Being of Sephardic Jewish descent, in a 2013 YouTube video, Pondé declared himself to be atheist but he would later abandon his views and become a critic of atheism and materialism. In 2020, he described himself as a "non-practicing atheist".

==Bibliography==
- O homem insuficiente: Comentários de Psicologia Pascaliana (2001)
- Conhecimento na desgraça: Ensaio da Epistemologia Pascaliana (2004)
- Crítica e profecia: filosofia da religião em Dostoiévski (Critic and Prophecy: Philosophy of Religion in Dostoievski) (2003)
- Do pensamento no deserto: Ensaio de Filosofia, Teologia e Literatura (The thought in the desert: An Essay on Philosophy, Theology and Literature) (2009)
- Contra um mundo melhor: Ensaios do Afeto (2010), O Catolicismo Hoje (2011)
- Guia Politicamente Incorreto da Filosofia (The Politically Incorrect Guide of Philosophy") (2012).
- A filosofia da adúltera - Ensaios Selvagens (The Philosophy of the Adulteress - Wild Essays) (2013)

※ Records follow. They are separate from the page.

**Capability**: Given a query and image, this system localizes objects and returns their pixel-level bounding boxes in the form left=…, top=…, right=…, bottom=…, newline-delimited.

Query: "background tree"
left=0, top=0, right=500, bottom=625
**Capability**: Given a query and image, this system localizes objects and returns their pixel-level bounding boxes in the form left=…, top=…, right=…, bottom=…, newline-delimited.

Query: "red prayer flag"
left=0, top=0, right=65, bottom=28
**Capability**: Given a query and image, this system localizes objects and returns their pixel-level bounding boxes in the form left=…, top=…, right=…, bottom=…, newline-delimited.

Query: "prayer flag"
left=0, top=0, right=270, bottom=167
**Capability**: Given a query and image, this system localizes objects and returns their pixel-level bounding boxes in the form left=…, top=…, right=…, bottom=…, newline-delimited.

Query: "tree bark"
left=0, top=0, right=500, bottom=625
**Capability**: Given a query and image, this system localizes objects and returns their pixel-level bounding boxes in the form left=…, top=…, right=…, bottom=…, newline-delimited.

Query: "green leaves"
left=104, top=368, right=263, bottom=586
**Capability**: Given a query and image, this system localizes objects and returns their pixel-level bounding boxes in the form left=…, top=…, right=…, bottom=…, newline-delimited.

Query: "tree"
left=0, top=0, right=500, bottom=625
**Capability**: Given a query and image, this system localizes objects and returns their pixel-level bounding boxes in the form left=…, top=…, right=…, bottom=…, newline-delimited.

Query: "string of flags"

- A era do ressentimento: uma agenda para o contemporâneo (The era of resentment: an agenda for the contemporary) (2014)
- Os Dez Mandamentos (+ Um) (The Ten Commandments (+ One)) (2015)
- Filosofia para Corajosos (Philosophy for the Brave) (2016)
- Marketing Existencial (Existential Marketing) (2017)
- Amor para Corajosos (Love for the brave) (2017)

He has also co-authored other books with notable Brazilian figures.